Features

Rediscovering Art

IMG_2010©Elsie Drew

Art Group Wanstead member Elsie Drew developed a passion for art at a young age. But with a family to nurture and a career to develop, painting was put on hold. Now, in retirement, Elsie has rediscovered art all over again

As a child, I was always drawing on scraps of paper or sketching in books. I remember drawing Art Deco-style ladies with large Afghan hounds at their sides that I copied from magazines. One of my elder brothers was a very talented artist and he would often show me how to draw or to paint in oils. I now know my preference is watercolour.

It was my mother who took me on my first visit to an art gallery when I was 13. We went to the Whitechapel Art Gallery where they were showing some of Henry Moore’s sculptures. I wished I could have stayed all day.

I thoroughly enjoyed my art classes at school. When I was in my last year at junior school, my teacher read William Blake’s The Tyger to us, but it was years later before I realised Blake was a wonderful artist as well as a poet. The local council held an art exhibition for all the schools in the area and my painting of a tiger coming through the trees was picked to be shown. My art teacher at senior school was considered very Bohemian with lots of beads and bangles and very bright colours on long swirling skirts. I can still see her now and remember her as a wonderful teacher.

After school, my life became very busy, leading to a family and a career, and drawing and painting no longer played such a pivotal role.

After my husband passed away, I decided to join an art class organised by Age UK and realised I had been missing art in my life.

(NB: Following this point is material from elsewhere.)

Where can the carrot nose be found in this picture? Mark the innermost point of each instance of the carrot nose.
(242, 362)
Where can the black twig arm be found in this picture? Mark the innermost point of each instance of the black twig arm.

I received great encouragement from everyone and have formed wonderful friendships in the process, as well as passing on my childhood wonder and rekindled passion for art to my grandchildren. Rediscovering art – in particular watercolour – has been wonderful in my retirement.

My art is constantly changing. When I first started, I felt I had to copy my subject in the finest detail. It was very precise and would frustrate me when I felt the perspective and colours weren’t right and the picture didn’t convey my feelings towards the subject. Then, through art classes both online and locally, I found that it didn’t have to be like that. I was shown how the water could flow over the page, taking the colour with it and mingling with other colours to produce new ones and wonderful unintended shapes. If you have the patience to let the water dry, it will show you the way forward, allowing you to use ‘mark making’ and other mediums to achieve what you want to express on paper.  I have learnt that there is no wrong or right way to approach art, just different ways, and the process of creating a piece is uniquely personal and of a moment.

It’s only recently that I have found the courage to show my paintings and did so at the last local art trail before lockdown. I also entered three paintings in a virtual exhibition organised by Essex Art Club.

I now happily go out and paint, and my friend and I can often be seen in Wanstead Park with our sketchbooks and paints enjoying chats with walkers and other artists and the Wanstead community.